"Big Bang" un relato de Jorge Bueno para CONTROLando



BIG BANG


  Por supuesto, él era Dios y todo lo podía. Le bastaba nombrar una cordillera para que una mole quilométrica de roca maciza surgiera de la nada, y si estaba tardando siete días en crear el mundo no se debía a ningún tipo de limitación logística, sino a la voluntad de conferir al génesis un halo legendario que lo hiciese más atractivo. A fin de cuentas, se decía Dios mientras su dedo indicaba el lugar exacto donde inmediatamente emergería un océano, toda historia épica merece un origen antológico. Y a pesar de que su omnipotencia no sólo era absoluta sino también perfecta, cualquier observador con un mínimo de facultades hubiera podido apreciar aquella sombra de duda entre los infalibles pliegues de su frente, y de haber tenido merodeando a un familiar cercano, sin duda éste hubiera mostrado su preocupación por los cada vez más frecuentes retiros del Todopoderoso a la cima del universo –una cima metafórica, claro está, pero no nos enredemos ahora con eso–, desde donde contemplaba con gesto grave la magnitud de su obra.

  Me sorprendo observando atentamente el proceso de construcción de un castillo Playmobil. El artíficesobrino, seis años, gafas enormes, ausencia de varios incisivos en su dentadura– ejerce de arquitecto supremo, colocando piezas a su antojo y menospreciando con arrogancia el manual de instrucciones. Los habitantes –caballeros, princesas, dragones– se ubican de forma
aparentemente arbitraria, desafiando todas las convenciones de la estrategia militar, condenados, a mi parecer, a fracasar en el intento de conservar la plaza ante el inminente ataque de un barco pirata y varias naves de Star Wars. Aún así, jamás pierden esa sonrisa de panoli, seguros de que la mano intrépida y pegajosa de aquel ser superior los guiará, una vez más, hacia una gloriosa victoria.

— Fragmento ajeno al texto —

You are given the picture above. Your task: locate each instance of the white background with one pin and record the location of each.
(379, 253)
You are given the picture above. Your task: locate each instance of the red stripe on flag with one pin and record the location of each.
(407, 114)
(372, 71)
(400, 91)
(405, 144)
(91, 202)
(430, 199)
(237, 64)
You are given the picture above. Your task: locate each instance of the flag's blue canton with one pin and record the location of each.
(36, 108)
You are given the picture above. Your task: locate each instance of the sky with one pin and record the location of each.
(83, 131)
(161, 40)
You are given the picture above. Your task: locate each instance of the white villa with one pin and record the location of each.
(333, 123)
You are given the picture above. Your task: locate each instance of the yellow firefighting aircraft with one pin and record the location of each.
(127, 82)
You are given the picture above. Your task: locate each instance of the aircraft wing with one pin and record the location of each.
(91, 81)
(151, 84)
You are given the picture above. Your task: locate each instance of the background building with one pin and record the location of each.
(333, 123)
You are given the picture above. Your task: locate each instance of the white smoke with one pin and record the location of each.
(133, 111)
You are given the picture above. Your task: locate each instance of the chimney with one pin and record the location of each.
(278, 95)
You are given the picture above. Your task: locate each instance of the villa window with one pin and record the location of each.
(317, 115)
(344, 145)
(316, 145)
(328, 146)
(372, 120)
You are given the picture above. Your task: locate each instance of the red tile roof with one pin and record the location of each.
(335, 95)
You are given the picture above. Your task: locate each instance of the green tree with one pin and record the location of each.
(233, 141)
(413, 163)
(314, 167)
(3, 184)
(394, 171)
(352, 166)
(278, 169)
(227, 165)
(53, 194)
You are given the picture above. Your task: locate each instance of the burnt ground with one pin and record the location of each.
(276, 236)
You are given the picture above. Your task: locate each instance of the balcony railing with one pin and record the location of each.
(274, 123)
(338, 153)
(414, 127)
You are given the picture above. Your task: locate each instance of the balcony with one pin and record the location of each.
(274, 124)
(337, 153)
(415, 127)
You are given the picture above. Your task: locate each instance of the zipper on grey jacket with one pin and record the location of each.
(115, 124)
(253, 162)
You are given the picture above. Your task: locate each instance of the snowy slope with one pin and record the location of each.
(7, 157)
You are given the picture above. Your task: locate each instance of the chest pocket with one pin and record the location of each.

  Lo que atribulaba a Dios no eran las catástrofes naturales ni las extinciones en masa, sino el convencimiento de que el prodigio sólo podía alcanzar la excelencia pasando obligatoriamente por la emancipación de sus criaturas. Estaba demostrado –o el tiempo así lo haría, aunque a Dios, el tiempo, ni fu ni fa– que los humanos sólo se plegaban a las normas si mediaba la amenaza del castigo. Por otra parte, una vigilancia intensiva de cada uno de sus actos no tardaría en convertirlos en una raza de mascotas –amén de rebajarle a él mismo al nivel de Satán, pobre diablo, condenado a una vigilia eterna, siempre al acecho de cualquier atisbo de debilidad–. La pregunta era: ¿Cómo podría asegurar el libre albedrío sin empujar a la humanidad hacia un abismo de desamparo? Obviamente, Dios sabía la respuesta de antemano, pero jamás debe rehuirse una pizca de teatralidad ante una decisión de importancia, de la misma forma que no se entrega un regalo sin un envoltorio de colores brillantes. La virtud, como suele suceder, la encontró en el punto medio. Si no podía someterlos a un examen permanente pero tampoco ignorarlos como si no fuesen hijos suyos, dotaría a los humanos de un sistema de autovigilancia, una suerte de sentido arácnido que se dispararía cada vez que el individuo fuese tentado por la posibilidad de encaminar sus pasos fuera de la senda marcada, y que dejaría a su total elección volver a ella o avanzar hacia la perdición total. Esta solución salomónica fue muy del agrado de Dios ya que, aparte de ser perfecta en tanto que pensada por él mismo, le permitía lavarse las manos acerca de cualquier tema relacionado con un mal uso del producto, puesto que serían los propios usuarios los únicos responsables de su conducta y por ella pasarían cuentas llegado el momento.  Como en cierto modo aquella cosa, una vez creada, escaparía a su control, decidió que sucediera sin nombrarla –ya se encargarían los griegos, que para algo se le habían ocurrido–, como una especie de imperativo teológico necesario para que todo fluyera según los designios divinos. 

  Los agrios lamentos de mi sobrino me despiertan del caos de plástico industrial en el que se ha convertido el campo de batalla. Llora porque una voz en su interior le acusa de maldad, vandalismo y atropello, pero aún así no puede evitar responder a su naturaleza y lanzar contra la pared las piezas de su castillo en ruinas, asolado tras un ataque salvaje por mar y aire, mientras desde el suelo, un caballero despojado de su armadura y su dignidad descubre con qué facilidad se puede perder la fe aunque, maldita sea, no haya forma de deshacerse de esa estúpida sonrisa.